Вы их производите на свет, они вас сживают со свету!
Не придут!
Мне это известно уже десять лет.
Я это говорил себе не один раз, но не смел этому верить.
На воспаленные края его век скатились две слезы и так застыли.
— Ах, кабы я был богат, кабы не отдал им свое богатство, а сохранил у себя, они были бы здесь, у меня бы щеки лоснились от их поцелуев.
Я бы жил в особняке, в прекрасных комнатах, была бы у меня прислуга, было бы мне тепло; дочери пришли бы все в слезах, с мужьями и детьми.
Так бы оно и было! А теперь ничего.
За деньги купишь все, даже дочерей.
О, мои деньги, где они?!
Если бы я оставлял в наследство сокровища, дочери ходили бы за мной, лечили меня; я бы и слышал и видел их. Ах, мой сынок, единственное мое дитя, я предпочитаю быть бесприютным, нищим. По крайности, когда любят бедняка, он может быть уверен, что любим сам по себе. Нет, я хотел бы быть богатым, тогда бы я их видел… Хотя, правда, как знать?
У них обеих сердца каменные.
Я чересчур любил их, чтобы они меня любили.
Отец непременно должен быть богат, он должен держать детей на поводу, как норовистых лошадей.
А я стоял перед ними на коленях.
Негодницы!
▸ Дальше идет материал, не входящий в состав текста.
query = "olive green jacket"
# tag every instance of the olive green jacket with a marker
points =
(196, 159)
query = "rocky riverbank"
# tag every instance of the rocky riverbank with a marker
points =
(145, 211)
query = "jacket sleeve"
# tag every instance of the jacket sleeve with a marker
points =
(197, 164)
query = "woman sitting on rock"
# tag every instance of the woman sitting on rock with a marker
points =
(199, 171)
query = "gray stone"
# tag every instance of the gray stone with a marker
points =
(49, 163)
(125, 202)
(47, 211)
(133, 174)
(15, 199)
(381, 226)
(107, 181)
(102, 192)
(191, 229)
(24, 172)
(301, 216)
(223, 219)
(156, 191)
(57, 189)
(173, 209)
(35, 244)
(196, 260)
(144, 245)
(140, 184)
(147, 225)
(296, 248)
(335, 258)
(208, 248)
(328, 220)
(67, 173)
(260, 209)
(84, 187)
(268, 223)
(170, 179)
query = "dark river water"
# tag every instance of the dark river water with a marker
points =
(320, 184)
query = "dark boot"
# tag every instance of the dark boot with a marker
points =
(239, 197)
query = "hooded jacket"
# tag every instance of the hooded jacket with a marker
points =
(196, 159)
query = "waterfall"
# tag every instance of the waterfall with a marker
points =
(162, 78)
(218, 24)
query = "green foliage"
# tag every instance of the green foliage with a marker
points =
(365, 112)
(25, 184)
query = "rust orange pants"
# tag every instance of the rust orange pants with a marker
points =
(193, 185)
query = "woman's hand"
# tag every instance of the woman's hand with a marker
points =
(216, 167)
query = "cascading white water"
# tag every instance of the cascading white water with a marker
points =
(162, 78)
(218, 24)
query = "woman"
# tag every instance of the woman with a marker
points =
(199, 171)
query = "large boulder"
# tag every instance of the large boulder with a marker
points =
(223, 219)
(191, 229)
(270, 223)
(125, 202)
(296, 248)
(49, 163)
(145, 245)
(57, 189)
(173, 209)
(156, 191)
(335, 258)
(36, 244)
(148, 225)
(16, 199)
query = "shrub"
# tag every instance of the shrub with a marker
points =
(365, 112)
Они достойно завершают свое отношение ко мне за все эти десять лет.
Если бы вы знали, до чего они были внимательны ко мне в первые годы замужества! (Ох, как болит, какая мука!) Я дал за каждой восемьсот тысяч франков; тогда еще им самим, да и мужьям их было неловко обращаться со мною бесцеремонно.
Меня принимали:
«Милый папа, садитесь вот сюда.
Дорогой папа, садитесь лучше там».
Для меня всегда стоял на столе прибор.
Мужья относились ко мне почтительно, и я обедал с ними.
Им казалось, что у меня есть еще кое-что.
Откуда они это взяли?
Я никогда не говорил им про свои дела.
Но когда человек дает в приданое восемьсот тысяч, за ним стоит поухаживать. И за мной всячески ухаживали, — конечно, ради моих денег.
Люди очень неприглядны.
Я-то на них насмотрелся!
Меня возили в карете по театрам, я и на вечерах сидел у них сколько угодно.
Словом, они называли себя моими дочерьми, признавали меня своим отцом.
Я еще не потерял сметливости, и от меня нескроешь ничего.
Все доходило до меня и пронзало сердце.
Я хорошо видел, что это все одно притворство, а помочь горю было нечем.
У них я чувствовал себя не так свободно, как за столом здесь, внизу.
Я не знал, что и как сказать.
Бывало, кто-нибудь из великосветских гостей спросит на ухо моих зятьев:
— Это кто такой? — Это отец — золотой мешок, богач. — Ах! Черт возьми! — слышалось в ответ, и на меня смотрели с уважением… к моим деньгам.
Конечно, иной раз я бывал им немножко в тягость, но ведь я искупал свои недостатки.
А кто без недостатков? (Голова моя — сплошная рана!) Сейчас я мучаюсь так, что можно умереть от одной этой муки, и вот, дорогой мой Эжен, она — ничто в сравнении с той болью, какую причинила мне Анастази одним своим взглядом, когда она впервые дала понять мне, что я сказал глупость и осрамил ее.
От ее взгляда у меня вся кровь отхлынула от сердца.
Мне захотелось узнать, в чем дело, но я узнал только одно, что на земле я лишний.
Для утешения я на другой день пошел к Дельфине, но там тоже сделал промах и прогневил дочку.
От этого я стал как не в своем уме.
Целую неделю я не знал, как мне быть; пойти к ним не решался, боясь упреков, и вышло, что двери их домов закрылись для меня!
Господи боже мой!
Ты же знаешь, сколько я вытерпел страданий, горя; ты вел счет тяжким моим ранам за все то время, которое меня так изменило, состарило, покрыло сединой, совсем убило; почему же ты заставляешь меня мучиться теперь?
Я вполне искупил свой грех — свою чрезмерную любовь.
Они жестоко отплатили мне за мое чувство, — как палачи, они клещами рвали мое тело.
Что делать! Отцы такие дураки! Я так любил дочерей, что меня всегда тянуло к ним, как игрока в игорный дом.
Дочери были моим пороком, моей любовной страстью, всем!